This week in local theatre -- racial issues!
Local theatre’s buzz-themes of the week? Racism and language.
Yesiree, there’s The Necessary Stage’s Model Citizens (of which my review/thoughts comes out in tomorrow’s paper – ah fine, I loved it) and Toy Factory’s To Kill A Mockingbird (which my colleague Showbiz Sista saw last week and wasn’t impressed).
Me, I just came back from it and I didn’t think it was that bad – I was sort of okay with it and some moments were gripping. Loved the set design – the stools were the s**t (cough cough) and the overhead mics were awesome (I’m assuming sound designer Darren Ng had a great part in it and utilized it to the max – and it was a very ingenuous way of integrating it as an added visual component).
So yes, racial tension in its different clashes by way of the colour wheel (Harper Lee’s black and white, Haresh and Alvin’s yellow and brown.
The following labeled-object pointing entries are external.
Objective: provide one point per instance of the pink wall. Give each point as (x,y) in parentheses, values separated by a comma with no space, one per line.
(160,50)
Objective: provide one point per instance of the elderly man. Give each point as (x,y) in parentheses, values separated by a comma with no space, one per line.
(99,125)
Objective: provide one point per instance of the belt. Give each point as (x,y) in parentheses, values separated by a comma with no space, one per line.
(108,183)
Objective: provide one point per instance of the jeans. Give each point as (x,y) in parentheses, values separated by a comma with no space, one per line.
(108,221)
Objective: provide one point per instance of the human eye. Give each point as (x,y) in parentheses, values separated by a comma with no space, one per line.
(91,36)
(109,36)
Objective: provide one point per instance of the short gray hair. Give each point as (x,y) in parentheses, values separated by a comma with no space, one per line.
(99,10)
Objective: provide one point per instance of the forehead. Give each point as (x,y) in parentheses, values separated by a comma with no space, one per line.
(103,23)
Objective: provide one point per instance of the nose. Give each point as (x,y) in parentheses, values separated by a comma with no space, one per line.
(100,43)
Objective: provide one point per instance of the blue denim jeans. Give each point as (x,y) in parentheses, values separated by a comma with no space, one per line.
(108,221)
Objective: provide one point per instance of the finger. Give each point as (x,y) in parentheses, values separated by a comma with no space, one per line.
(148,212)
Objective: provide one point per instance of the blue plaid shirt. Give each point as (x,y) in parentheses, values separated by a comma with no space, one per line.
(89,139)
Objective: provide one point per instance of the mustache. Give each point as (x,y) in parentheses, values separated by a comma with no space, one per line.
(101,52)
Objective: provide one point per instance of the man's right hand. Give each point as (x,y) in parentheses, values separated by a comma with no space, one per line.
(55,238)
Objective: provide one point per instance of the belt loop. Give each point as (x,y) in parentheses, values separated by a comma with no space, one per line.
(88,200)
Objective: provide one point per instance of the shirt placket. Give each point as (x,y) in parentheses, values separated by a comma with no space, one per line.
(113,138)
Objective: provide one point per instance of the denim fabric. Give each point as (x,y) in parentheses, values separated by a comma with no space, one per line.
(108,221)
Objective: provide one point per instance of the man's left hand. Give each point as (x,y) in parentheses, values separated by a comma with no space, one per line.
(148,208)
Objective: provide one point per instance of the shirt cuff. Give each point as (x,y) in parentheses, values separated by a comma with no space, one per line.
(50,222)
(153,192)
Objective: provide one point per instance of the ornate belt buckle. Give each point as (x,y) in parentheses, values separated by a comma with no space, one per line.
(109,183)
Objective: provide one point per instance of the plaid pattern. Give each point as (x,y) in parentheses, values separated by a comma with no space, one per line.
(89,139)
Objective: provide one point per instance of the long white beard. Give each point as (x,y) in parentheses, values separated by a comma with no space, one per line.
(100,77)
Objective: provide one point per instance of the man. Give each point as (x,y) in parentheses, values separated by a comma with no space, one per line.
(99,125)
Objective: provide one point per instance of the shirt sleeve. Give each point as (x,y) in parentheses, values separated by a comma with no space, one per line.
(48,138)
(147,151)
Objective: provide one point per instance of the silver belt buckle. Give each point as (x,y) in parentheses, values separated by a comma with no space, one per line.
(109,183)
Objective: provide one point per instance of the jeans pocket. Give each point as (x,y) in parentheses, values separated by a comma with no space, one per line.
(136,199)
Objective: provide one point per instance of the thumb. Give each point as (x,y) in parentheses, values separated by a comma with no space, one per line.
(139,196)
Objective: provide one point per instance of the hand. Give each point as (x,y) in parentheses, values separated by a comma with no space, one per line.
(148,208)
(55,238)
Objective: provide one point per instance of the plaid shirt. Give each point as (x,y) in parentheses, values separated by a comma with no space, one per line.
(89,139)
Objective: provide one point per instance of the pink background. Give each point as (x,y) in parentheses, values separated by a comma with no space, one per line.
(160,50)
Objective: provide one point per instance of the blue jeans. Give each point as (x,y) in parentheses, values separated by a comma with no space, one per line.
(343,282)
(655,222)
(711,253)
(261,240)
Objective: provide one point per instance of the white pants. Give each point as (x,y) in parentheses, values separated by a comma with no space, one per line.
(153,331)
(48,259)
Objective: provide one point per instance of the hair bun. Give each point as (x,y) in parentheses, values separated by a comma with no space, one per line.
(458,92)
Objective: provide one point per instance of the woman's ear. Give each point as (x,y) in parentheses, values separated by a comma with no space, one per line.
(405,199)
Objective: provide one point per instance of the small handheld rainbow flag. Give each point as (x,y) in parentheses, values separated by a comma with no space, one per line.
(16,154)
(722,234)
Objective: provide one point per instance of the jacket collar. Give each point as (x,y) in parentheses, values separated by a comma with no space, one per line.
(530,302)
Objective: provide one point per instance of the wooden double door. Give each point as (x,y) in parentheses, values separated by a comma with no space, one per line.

Hee.) and language issues (TNS’ polyglot production that was damn brave in just spelling out the whole Mandarin language issue – and all its historical/political baggage – to people just in case they were, well, colour blind or just refuse to publicly acknowledge its existence. If anything, it said what needed to be said in the open.).
As for Mockingbird’s language themes? Hmm, let’s just say it was more confusing than being in a bar called Babel at 11pm on a Friday night. Or listening to Johnny Depp as The Mad Hatter. I.e. too many confusing accents. No need lah. Just stick to a decent, consistent one (consistent for the whole cast). And, you know, trust your audiences a bit more to know it’s set in the South.
I was thinking of more things to bring up (such as how, despite loving Model Citizens more than Mockingbird, I do think the latter’s a more vicious play – two people killed, no. Model Citizens only got one person stabbed!) but have lost my train of thought while multi-tasking (I was chatting with a Filipino art curator). So… night!